The Real Difference Between Love and Sex

The great impediment to the love between man and woman is that they have not realized, they do not know, the difference between love and sex. And this applies, particularly in the case of woman, because she is the prize of existence. If she doesn't know the difference between love and sex, she gets distracted from what she is. And when she's not being what she is, she gets moody, emotional, unhappy, unfulfilled.

First of all, to know what love is, you have to know what the false is, because love is true and sex is false. So the best way to demonstrate love is to demonstrate sex to you.

Sex is violent, that means it's trying to reach an end, either an orgasm or the power over another, it's always got an end.

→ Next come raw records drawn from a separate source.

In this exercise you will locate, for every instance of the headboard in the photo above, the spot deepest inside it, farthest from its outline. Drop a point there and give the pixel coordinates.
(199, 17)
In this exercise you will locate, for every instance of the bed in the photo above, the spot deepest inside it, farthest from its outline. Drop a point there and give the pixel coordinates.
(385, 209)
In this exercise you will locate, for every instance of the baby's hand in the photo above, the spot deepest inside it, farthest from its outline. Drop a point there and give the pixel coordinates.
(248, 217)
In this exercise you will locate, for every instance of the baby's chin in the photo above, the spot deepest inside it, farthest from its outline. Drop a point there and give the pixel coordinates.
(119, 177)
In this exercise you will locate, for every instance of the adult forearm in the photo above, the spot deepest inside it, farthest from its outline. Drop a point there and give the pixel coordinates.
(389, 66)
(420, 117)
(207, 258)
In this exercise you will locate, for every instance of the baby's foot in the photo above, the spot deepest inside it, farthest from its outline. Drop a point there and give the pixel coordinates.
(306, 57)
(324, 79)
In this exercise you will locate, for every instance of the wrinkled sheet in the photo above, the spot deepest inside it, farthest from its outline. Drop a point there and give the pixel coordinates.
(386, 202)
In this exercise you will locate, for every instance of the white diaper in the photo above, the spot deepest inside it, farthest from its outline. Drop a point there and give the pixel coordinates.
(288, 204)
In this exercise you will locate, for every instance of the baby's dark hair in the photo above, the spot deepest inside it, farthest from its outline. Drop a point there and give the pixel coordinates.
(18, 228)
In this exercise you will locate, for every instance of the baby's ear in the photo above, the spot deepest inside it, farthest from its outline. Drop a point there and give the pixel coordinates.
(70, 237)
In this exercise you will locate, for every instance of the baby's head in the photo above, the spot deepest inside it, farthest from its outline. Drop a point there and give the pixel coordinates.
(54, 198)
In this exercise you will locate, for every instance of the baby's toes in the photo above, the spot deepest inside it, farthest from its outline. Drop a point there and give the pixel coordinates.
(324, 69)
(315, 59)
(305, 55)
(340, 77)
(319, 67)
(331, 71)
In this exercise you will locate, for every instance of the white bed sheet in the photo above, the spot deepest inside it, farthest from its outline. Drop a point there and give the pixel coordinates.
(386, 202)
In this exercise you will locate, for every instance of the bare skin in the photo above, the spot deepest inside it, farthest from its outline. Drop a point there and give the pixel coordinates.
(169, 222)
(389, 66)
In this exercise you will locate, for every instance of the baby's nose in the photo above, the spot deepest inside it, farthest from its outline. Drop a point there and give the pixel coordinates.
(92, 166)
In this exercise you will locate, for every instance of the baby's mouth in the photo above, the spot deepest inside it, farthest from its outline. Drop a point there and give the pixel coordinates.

Sex is impatient. So if the man that a woman's with is impatient he has sex in him, for love is not impatient. The love between man and woman, physically is not impatient.

Sex can be interrupted in the action of making love, if the phone rings or they're interrupted by the children, then the sex in either is likely to get frustrated. Whereas love would never get frustrated by the sexual act being interrupted, because the love is always there, and there's nothing to be interrupted except the action, and that does not matter, because we can always come back again. But sex is impatient.

Sex is also demanding - give me an orgasm, get me more excited. It makes the mind move, to visualize sexual situations of the past to give the emotions more power, to get me more excited, so that I can disappear into this excitement. That's sex, not love. Love does not imagine other bodies while I'm making love to this body, this woman.

Sex pursues ardently and then forgets about love. Having pursued so ardently it can forget about love and go away until the biological urge comes again, or the imagination has provoked the desire to come back to the woman instead of loving her, just loving her.

So whatever sex is, Love is the opposite.

Love does not get discontented. Love does not get frustrated, love does not get impatient. Love never has to say, if it's a man, 'Oh, I've got to come. I've got to have release'. Not true, that's sex. Sex has to have release, not love.